Re: non-bulk inserts and tuple routing

From: Amit Langote <Langote_Amit_f8(at)lab(dot)ntt(dot)co(dot)jp>
To: Pg Hackers <pgsql-hackers(at)postgresql(dot)org>
Subject: Re: non-bulk inserts and tuple routing
Date: 2018-01-19 08:56:03
Message-ID: f3a0d60e-1f60-f2ea-dd6e-89c397e4ecf4@lab.ntt.co.jp
Views: Raw Message | Whole Thread | Download mbox | Resend email
Thread:
Lists: pgsql-hackers

On 2017/12/19 19:06, Amit Langote wrote:
> Hi.
>
> I have a patch that rearranges the code around partition tuple-routing,
> such that allocation of per-partition objects (ResultRelInfo,
> TupleConversionMap, etc.) is delayed until a given partition is actually
> inserted into (i.e., a tuple is routed to it).
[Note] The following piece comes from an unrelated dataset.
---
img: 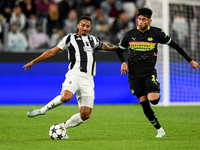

I can see good win for
> non-bulk inserts with the patch and the patch is implemented such that it
> doesn't affect the bulk-insert case much.
>
> Performance numbers:
>
> * Uses following hash-partitioned table:
>
> create table t1 (a int, b int) partition by hash (a);
> create table t1_x partition of t1 for values with (modulus M, remainder R)
> ...
>
>
> * Non-bulk insert uses the following code (insert 100,000 rows one-by-one):
>
> do $$
> begin
> for i in 1..100000 loop
> insert into t1 values (i, i+1);
> end loop;
> end; $$;
>
> * Times in milliseconds:
>
> #parts HEAD Patched
>
> 8 6216.300 4977.670
> 16 9061.388 6360.093
> 32 14081.656 8752.405
> 64 24887.110 13919.384
> 128 45926.251 24582.411
> 256 88088.084 45490.894
>
> As you can see the performance can be as much as 2x faster with the patch,
> although time taken still increases as the number of partitions increases,
> because we still lock *all* partitions at the beginning.
>
> * Bulk-inserting 100,000 rows using COPY:
>
> copy t1 from '/tmp/t1.csv' csv;
>
> * Times in milliseconds:
>
> #parts HEAD Patched
>
> 8 458.301 450.875
> 16 409.271 510.723
> 32 500.960 612.003
> 64 430.687 795.046
> 128 449.314 565.786
> 256 493.171 490.187
>
> Not much harm here, although numbers are a bit noisy.
>
> Patch is divided into 4, first 3 of which are refactoring patches.
>
> I know this patch will conflict severely with [1] and [2], so it's fine if
> we consider applying these later. Will add this to next CF.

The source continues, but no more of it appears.